A POLICE officer from the State Traffic Task Force was injured in an accident on the Ipswich Motorway yesterday.
Oh, right. Police. Why couldn't you say so?
Okay, in all honesty it was probably a reasonable assumption to make and a reasonable headline.
The officer was conducting highway patrols on a motorcycle, which ran into the back of a Subaru sedan on the Brisbane-bound lanes at Redbank – near the Shell service station – about 12.27pm.
Now I, as a motorcyclist who has been pulled over by the police for doing something technically illegal but safe (riding on the verge past near-stationary traffic), am finding it hard not to giggle at this point, with a touch of schadenfreude.
Police officers are extremely highly trained and have extremely good bikes - BMW, Yamaha and Honda tourers that aren't cheap even before all the police gear gets bolted on. Exactly how did he manage that? I'm guessing that if the car did something extremely wrong somebody, a colleague perhaps, but definitely somebody would have booked the driver then and there.
And the Ipswich Motorway is a horribly inadequate road, but midday is not the really busy time.
He didn't require hospitalisation, so it wasn't even a big shunt.
What interests me, however, is that the police have launched a departmental inquiry, not "forensic accident investigators will examine the scene."
Okay, one more:
July 14: Man injured in motorbike crash (ABC News Online)
Ummm... Yes? That's generally what happens.
This story has a byline, and that means we can assume a slightly looser, flowing style of writing, and that's what we get.

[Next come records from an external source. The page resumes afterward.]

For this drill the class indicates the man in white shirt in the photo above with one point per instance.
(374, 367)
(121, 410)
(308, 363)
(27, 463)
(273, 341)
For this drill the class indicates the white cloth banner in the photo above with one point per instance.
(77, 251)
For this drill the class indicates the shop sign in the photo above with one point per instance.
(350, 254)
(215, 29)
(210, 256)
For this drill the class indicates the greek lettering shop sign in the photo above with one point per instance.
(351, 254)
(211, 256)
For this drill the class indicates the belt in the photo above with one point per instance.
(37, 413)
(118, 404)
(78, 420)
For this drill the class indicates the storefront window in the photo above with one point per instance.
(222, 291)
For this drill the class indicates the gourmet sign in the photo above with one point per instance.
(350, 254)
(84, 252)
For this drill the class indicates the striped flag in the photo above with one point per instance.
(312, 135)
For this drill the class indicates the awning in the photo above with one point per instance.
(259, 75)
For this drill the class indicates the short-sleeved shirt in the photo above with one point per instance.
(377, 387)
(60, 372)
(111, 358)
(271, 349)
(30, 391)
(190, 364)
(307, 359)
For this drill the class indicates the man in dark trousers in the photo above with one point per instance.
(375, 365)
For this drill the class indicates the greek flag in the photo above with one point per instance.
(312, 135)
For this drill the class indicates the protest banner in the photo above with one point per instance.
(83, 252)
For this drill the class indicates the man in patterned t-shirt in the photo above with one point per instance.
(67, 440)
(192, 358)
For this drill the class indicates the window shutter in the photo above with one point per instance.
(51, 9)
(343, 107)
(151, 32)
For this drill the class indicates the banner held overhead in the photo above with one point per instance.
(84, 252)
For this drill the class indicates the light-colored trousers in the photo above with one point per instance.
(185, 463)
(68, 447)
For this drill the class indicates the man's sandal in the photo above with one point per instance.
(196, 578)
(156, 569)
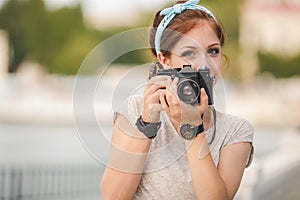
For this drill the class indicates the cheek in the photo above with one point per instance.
(217, 65)
(176, 61)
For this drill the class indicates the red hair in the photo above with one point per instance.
(182, 23)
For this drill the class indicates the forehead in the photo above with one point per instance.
(201, 35)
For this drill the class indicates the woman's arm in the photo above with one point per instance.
(129, 147)
(125, 166)
(222, 182)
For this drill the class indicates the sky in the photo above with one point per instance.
(107, 7)
(106, 12)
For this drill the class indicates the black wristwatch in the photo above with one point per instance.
(188, 132)
(149, 129)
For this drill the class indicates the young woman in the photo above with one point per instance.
(163, 148)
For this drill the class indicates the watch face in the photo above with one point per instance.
(186, 132)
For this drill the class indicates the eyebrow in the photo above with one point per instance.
(214, 44)
(193, 47)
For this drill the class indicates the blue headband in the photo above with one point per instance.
(171, 12)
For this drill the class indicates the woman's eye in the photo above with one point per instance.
(188, 54)
(214, 51)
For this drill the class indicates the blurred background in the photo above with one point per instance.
(43, 44)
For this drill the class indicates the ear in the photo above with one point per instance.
(163, 60)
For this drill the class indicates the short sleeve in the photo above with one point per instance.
(242, 131)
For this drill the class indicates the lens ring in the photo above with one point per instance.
(188, 85)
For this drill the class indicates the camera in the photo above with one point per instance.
(190, 82)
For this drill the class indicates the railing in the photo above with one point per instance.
(55, 183)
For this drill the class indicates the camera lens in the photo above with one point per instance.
(188, 91)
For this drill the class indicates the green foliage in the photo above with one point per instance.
(278, 66)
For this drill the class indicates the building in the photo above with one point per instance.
(270, 26)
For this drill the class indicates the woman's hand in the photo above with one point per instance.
(180, 112)
(155, 88)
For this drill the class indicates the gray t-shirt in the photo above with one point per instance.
(166, 173)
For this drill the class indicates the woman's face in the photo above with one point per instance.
(200, 46)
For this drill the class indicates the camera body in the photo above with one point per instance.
(190, 83)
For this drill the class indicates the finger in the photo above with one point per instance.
(203, 101)
(156, 83)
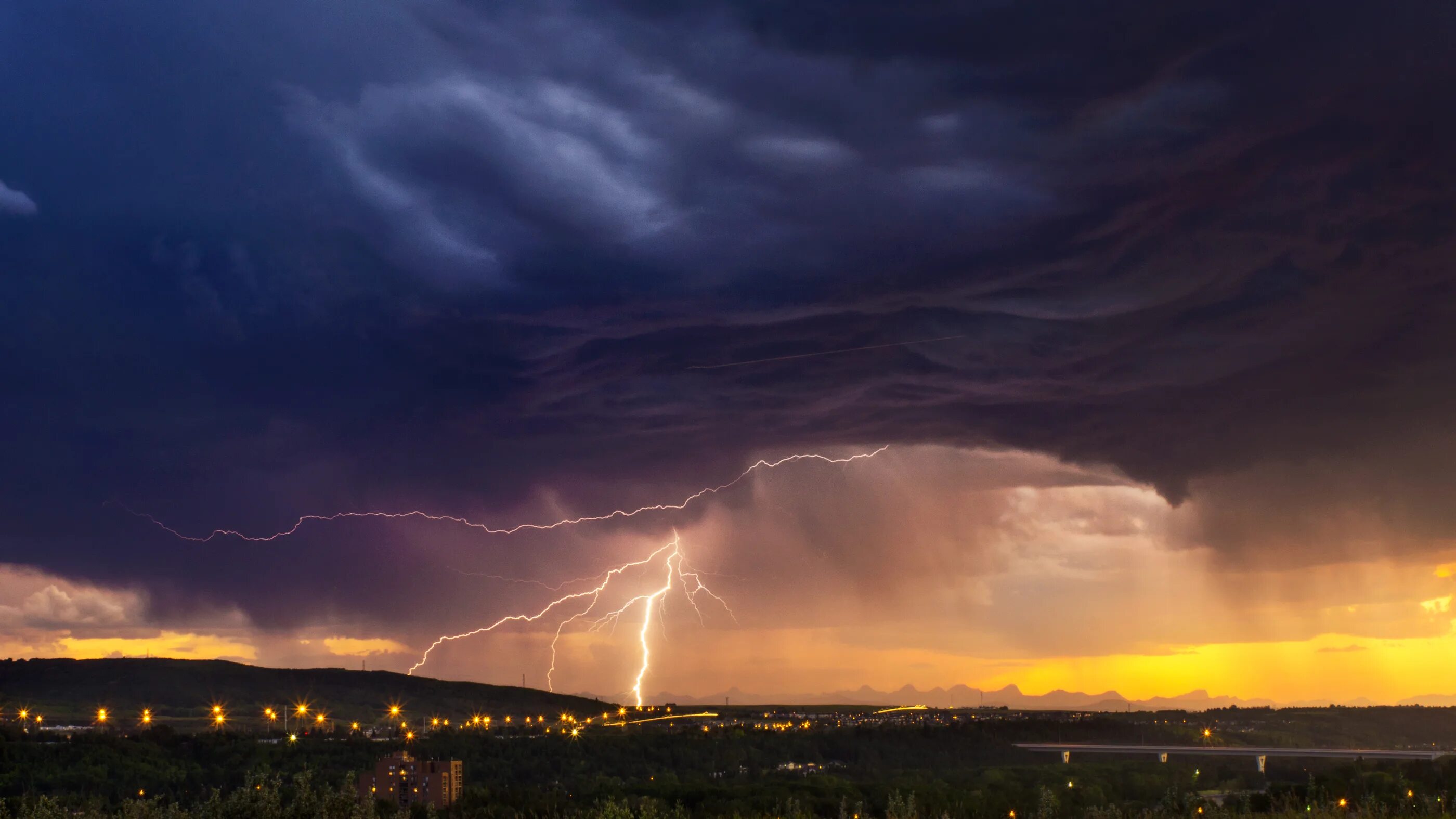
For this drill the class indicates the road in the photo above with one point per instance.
(1065, 748)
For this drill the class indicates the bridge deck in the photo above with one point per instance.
(1235, 751)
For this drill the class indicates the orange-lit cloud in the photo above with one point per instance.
(363, 647)
(184, 646)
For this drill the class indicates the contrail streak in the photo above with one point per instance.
(519, 527)
(825, 353)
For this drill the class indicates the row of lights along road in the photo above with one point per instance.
(219, 719)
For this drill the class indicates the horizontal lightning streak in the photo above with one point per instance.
(673, 563)
(519, 527)
(593, 594)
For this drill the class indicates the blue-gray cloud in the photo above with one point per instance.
(440, 253)
(15, 202)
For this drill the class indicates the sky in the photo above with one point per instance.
(1147, 313)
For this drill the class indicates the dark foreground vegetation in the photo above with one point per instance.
(892, 771)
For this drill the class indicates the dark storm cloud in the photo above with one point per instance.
(437, 254)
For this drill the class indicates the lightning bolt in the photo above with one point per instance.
(488, 529)
(673, 562)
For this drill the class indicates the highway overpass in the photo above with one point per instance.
(1260, 754)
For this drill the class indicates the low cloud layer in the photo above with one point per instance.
(497, 273)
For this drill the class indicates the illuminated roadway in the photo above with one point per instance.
(1162, 751)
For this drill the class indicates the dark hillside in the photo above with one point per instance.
(181, 693)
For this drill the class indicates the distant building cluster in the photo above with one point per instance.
(402, 780)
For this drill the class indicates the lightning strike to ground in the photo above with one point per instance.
(674, 576)
(672, 556)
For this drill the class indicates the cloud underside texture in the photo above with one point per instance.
(453, 253)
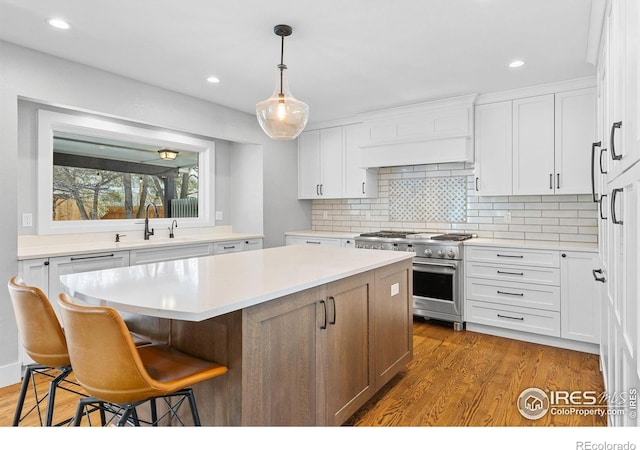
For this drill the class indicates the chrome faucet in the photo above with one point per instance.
(148, 233)
(175, 222)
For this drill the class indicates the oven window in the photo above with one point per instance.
(433, 285)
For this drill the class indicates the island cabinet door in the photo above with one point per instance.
(345, 378)
(279, 375)
(392, 321)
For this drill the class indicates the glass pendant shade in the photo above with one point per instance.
(282, 116)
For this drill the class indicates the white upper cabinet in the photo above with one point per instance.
(533, 145)
(329, 164)
(320, 163)
(576, 130)
(309, 164)
(538, 145)
(358, 182)
(426, 133)
(493, 147)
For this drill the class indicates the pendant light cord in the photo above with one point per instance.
(281, 66)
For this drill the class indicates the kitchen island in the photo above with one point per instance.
(308, 334)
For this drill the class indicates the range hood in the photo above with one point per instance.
(433, 132)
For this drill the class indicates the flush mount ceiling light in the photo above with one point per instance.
(170, 155)
(58, 23)
(282, 116)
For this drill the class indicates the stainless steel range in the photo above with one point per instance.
(438, 281)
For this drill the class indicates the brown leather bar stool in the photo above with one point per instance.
(115, 372)
(44, 342)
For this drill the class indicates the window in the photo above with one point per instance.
(97, 175)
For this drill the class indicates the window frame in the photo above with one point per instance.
(50, 122)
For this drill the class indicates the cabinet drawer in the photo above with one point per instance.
(153, 255)
(513, 256)
(539, 275)
(308, 240)
(514, 318)
(514, 294)
(220, 248)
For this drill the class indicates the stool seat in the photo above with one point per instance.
(107, 363)
(44, 341)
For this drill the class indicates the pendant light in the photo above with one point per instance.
(282, 116)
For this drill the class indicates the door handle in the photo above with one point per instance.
(593, 169)
(324, 309)
(333, 303)
(612, 143)
(614, 196)
(602, 197)
(601, 279)
(602, 171)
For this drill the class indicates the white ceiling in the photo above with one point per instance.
(344, 57)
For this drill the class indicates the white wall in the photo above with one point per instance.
(43, 78)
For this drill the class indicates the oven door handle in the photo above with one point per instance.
(421, 264)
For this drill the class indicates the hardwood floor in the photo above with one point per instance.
(472, 379)
(455, 379)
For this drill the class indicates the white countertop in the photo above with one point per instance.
(326, 234)
(200, 288)
(31, 247)
(527, 243)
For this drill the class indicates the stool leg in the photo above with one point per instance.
(194, 408)
(23, 394)
(53, 386)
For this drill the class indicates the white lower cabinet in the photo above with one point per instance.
(544, 292)
(580, 297)
(313, 240)
(159, 254)
(65, 265)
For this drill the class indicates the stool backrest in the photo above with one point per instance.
(103, 355)
(38, 326)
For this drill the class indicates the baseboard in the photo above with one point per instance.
(10, 374)
(535, 338)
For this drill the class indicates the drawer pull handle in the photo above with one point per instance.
(511, 293)
(614, 197)
(324, 315)
(80, 258)
(510, 317)
(510, 273)
(614, 156)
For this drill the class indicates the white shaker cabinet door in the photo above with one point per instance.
(493, 149)
(576, 130)
(533, 145)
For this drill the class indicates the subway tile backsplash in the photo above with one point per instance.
(441, 198)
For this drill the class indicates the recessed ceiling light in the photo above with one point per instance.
(59, 23)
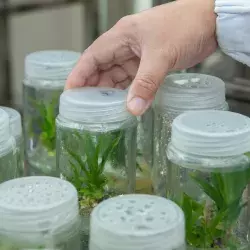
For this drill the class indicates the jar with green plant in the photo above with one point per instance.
(8, 150)
(45, 76)
(39, 213)
(180, 93)
(16, 131)
(96, 146)
(208, 177)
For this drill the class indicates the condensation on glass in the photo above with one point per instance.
(39, 213)
(137, 222)
(144, 152)
(17, 132)
(8, 157)
(96, 145)
(209, 176)
(180, 93)
(45, 76)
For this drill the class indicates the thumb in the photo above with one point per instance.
(150, 75)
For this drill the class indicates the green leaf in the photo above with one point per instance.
(212, 192)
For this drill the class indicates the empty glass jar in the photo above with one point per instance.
(137, 222)
(17, 132)
(96, 145)
(180, 93)
(209, 176)
(45, 76)
(8, 158)
(39, 213)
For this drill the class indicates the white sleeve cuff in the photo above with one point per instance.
(233, 28)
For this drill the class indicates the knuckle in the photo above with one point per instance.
(127, 22)
(147, 84)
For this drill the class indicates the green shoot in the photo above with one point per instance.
(209, 224)
(46, 123)
(87, 164)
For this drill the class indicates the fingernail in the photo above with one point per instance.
(137, 105)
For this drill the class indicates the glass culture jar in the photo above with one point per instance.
(144, 152)
(45, 76)
(17, 132)
(137, 222)
(39, 213)
(96, 145)
(180, 93)
(209, 176)
(8, 158)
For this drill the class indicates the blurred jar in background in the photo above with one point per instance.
(180, 93)
(45, 76)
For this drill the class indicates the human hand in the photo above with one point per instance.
(144, 47)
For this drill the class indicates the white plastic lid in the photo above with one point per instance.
(186, 91)
(51, 64)
(36, 204)
(211, 133)
(4, 126)
(94, 105)
(137, 222)
(15, 121)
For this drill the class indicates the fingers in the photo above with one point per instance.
(101, 55)
(150, 75)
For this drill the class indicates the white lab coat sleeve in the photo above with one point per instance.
(233, 28)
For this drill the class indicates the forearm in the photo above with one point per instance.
(233, 28)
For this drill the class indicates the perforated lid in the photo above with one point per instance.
(183, 92)
(36, 204)
(4, 126)
(94, 105)
(211, 133)
(51, 64)
(15, 121)
(136, 222)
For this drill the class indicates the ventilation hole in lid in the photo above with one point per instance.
(104, 216)
(141, 210)
(142, 227)
(128, 212)
(149, 219)
(123, 218)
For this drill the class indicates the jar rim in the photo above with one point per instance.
(211, 133)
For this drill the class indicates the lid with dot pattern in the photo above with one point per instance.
(211, 133)
(94, 105)
(37, 204)
(137, 222)
(189, 91)
(51, 64)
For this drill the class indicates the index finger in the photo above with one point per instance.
(100, 55)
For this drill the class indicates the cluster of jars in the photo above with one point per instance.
(183, 168)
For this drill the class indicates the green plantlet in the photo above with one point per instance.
(210, 222)
(87, 166)
(45, 123)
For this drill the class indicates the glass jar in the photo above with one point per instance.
(17, 132)
(39, 213)
(144, 152)
(96, 145)
(137, 222)
(8, 159)
(180, 93)
(45, 76)
(209, 176)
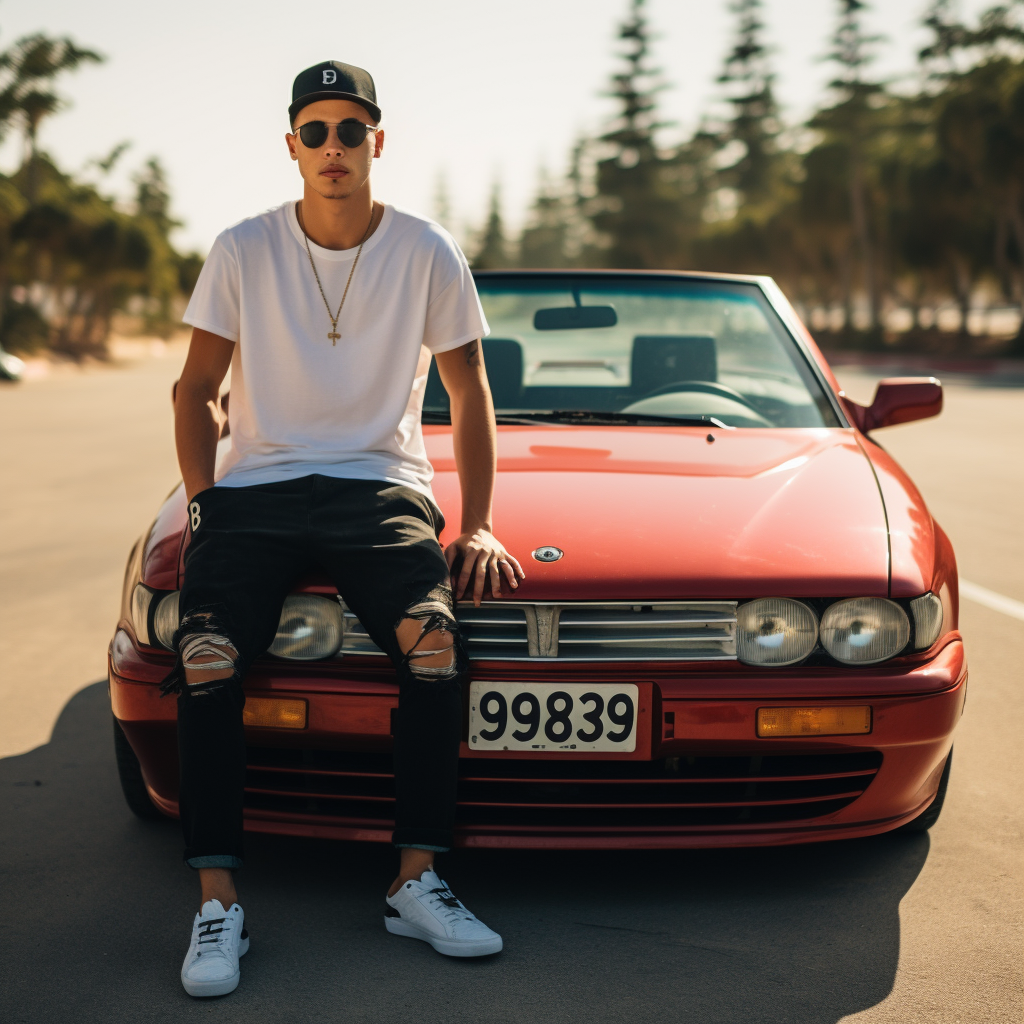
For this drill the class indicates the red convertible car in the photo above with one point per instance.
(739, 627)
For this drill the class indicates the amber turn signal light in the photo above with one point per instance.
(271, 713)
(814, 721)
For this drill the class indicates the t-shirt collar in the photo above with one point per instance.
(336, 255)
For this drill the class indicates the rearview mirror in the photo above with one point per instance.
(574, 317)
(897, 399)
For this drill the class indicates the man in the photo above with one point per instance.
(327, 311)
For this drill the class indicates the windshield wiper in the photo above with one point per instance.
(586, 417)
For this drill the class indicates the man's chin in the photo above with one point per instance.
(333, 187)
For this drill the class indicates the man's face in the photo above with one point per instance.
(333, 170)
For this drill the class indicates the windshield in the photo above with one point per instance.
(636, 349)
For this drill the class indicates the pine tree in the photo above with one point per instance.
(853, 122)
(636, 207)
(493, 252)
(755, 121)
(545, 240)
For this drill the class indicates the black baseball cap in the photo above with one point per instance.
(334, 80)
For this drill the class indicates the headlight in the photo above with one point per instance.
(864, 630)
(927, 612)
(310, 628)
(165, 620)
(775, 631)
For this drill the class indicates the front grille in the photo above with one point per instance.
(563, 796)
(584, 631)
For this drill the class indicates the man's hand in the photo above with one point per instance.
(483, 557)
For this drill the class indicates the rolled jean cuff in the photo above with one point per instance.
(436, 840)
(216, 860)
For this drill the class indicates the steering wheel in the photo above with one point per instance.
(708, 387)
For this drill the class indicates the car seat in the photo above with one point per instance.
(665, 358)
(503, 361)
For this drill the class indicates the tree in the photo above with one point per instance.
(29, 69)
(636, 209)
(978, 114)
(493, 253)
(755, 125)
(546, 239)
(852, 125)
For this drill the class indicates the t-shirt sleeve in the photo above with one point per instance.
(214, 305)
(455, 315)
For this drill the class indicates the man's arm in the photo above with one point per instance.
(197, 416)
(474, 437)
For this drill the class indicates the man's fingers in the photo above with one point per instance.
(480, 578)
(496, 579)
(509, 571)
(468, 561)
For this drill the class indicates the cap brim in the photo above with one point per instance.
(310, 97)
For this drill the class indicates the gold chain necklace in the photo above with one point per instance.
(334, 335)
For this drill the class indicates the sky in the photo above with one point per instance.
(472, 90)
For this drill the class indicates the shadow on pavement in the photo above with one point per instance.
(98, 906)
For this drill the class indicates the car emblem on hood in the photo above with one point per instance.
(548, 554)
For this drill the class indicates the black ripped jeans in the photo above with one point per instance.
(378, 542)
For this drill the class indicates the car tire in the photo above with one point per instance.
(930, 815)
(130, 773)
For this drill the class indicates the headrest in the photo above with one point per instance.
(503, 361)
(665, 358)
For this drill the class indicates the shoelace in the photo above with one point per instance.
(449, 899)
(208, 934)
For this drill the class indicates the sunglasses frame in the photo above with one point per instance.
(370, 129)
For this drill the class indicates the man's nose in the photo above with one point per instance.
(334, 142)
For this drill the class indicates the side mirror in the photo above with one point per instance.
(897, 399)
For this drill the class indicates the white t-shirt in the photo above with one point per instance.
(300, 404)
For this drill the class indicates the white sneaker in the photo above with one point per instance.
(427, 909)
(219, 938)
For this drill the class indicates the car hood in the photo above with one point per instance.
(662, 513)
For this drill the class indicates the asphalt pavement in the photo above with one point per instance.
(97, 905)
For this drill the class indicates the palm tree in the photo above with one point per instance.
(29, 69)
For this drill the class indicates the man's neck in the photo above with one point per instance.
(339, 223)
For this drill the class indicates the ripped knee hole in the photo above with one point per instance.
(436, 635)
(207, 652)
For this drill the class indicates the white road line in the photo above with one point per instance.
(997, 602)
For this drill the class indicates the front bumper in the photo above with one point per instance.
(699, 776)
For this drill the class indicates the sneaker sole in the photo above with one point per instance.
(206, 989)
(450, 947)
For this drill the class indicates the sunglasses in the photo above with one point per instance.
(351, 133)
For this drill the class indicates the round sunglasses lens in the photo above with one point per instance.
(313, 134)
(351, 133)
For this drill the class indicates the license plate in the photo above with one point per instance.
(553, 717)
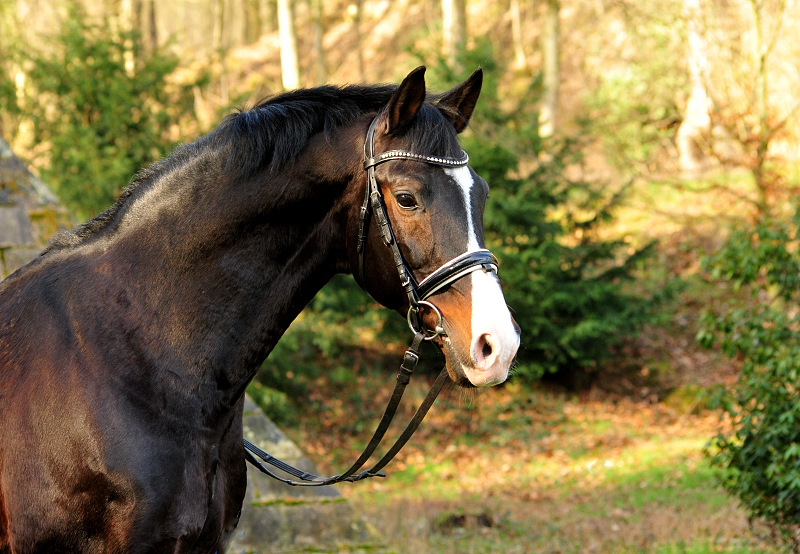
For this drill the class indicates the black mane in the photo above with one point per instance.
(273, 133)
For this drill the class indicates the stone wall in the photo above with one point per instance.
(279, 518)
(29, 213)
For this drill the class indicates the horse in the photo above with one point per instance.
(127, 345)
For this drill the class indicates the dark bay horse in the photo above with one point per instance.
(126, 347)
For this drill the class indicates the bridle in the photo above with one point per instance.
(417, 293)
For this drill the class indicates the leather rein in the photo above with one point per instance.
(417, 293)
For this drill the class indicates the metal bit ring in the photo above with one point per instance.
(429, 334)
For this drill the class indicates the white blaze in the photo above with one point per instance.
(494, 339)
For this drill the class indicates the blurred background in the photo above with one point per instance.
(643, 161)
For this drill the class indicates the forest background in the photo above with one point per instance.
(643, 161)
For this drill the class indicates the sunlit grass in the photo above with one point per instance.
(589, 477)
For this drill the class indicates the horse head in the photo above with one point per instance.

This may well be the first article that I really can't fault.
Man lost control in a jump while riding a dirt bike and training for a race, hit a tree, suffered spinal injuries, was taken to hospital. As an added bonus, the helicopter service provided two pictures, although they really don't add all that much except atmosphere.
There aren't any really unanswered questions here. I'm not sure it's of any interest at all outside the circle of locals and dirt bike riders, but it's not a bad little item.